ClearType for Squeak/Sub-pixel antialiasing

Dan Ingalls Dan.Ingalls at disney.com
Thu Oct 7 19:24:27 UTC 1999


Tim Rowledge <rowledge at interval.com> wrote...
>My understanding of the term 'sub-pixel anti-aliasing' is that is
>effectively a sub-sampling technique that would render the glyphs in a
>larger size than you really want and then sample down with
>anti-aliasing. It's certainly how we used the term when I was with IBM
>research many (many) years ago but it is possible it has been redefined
>since then.
>So to do vertical sub-pixel a-a, you would render the glyphs several
>times over, once for each suitable interval of a pixel fraction times
>the scale factor used. If one were using a scaling factor of 4, then you
>would render the glyphs 4 times over, once for each of the 4 possible
>positionings. Then you'd have to do the same for each of the 4
>horizontal positions as well. I have no doubt that you can actually do
>it much more cleverly than really doing all this work!

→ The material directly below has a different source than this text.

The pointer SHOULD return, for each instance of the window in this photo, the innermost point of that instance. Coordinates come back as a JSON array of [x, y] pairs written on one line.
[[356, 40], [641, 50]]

It should be quite simple to copy Squeak's existing text display loop, but using a font that is N times larger than normal, and using WarpBlt in place of BitBlt.  WarpBlt will do all the sub-pixel alignment and anti-aliasing on the fly (if you give it the right initial values), with no need to save extra fonts or even to allocate a temporary buffer for rendering at the full resolution.  It won't be blindingly fast, but it will probably compete reasonably well with any other simple approach using bitmapped fonts.

However outline fonts and anti-aliased rendering is a more general solution that combines the virtues of tiny characters, sub-ixel alignment, and smooth characters of any size with no need to replicate font structures.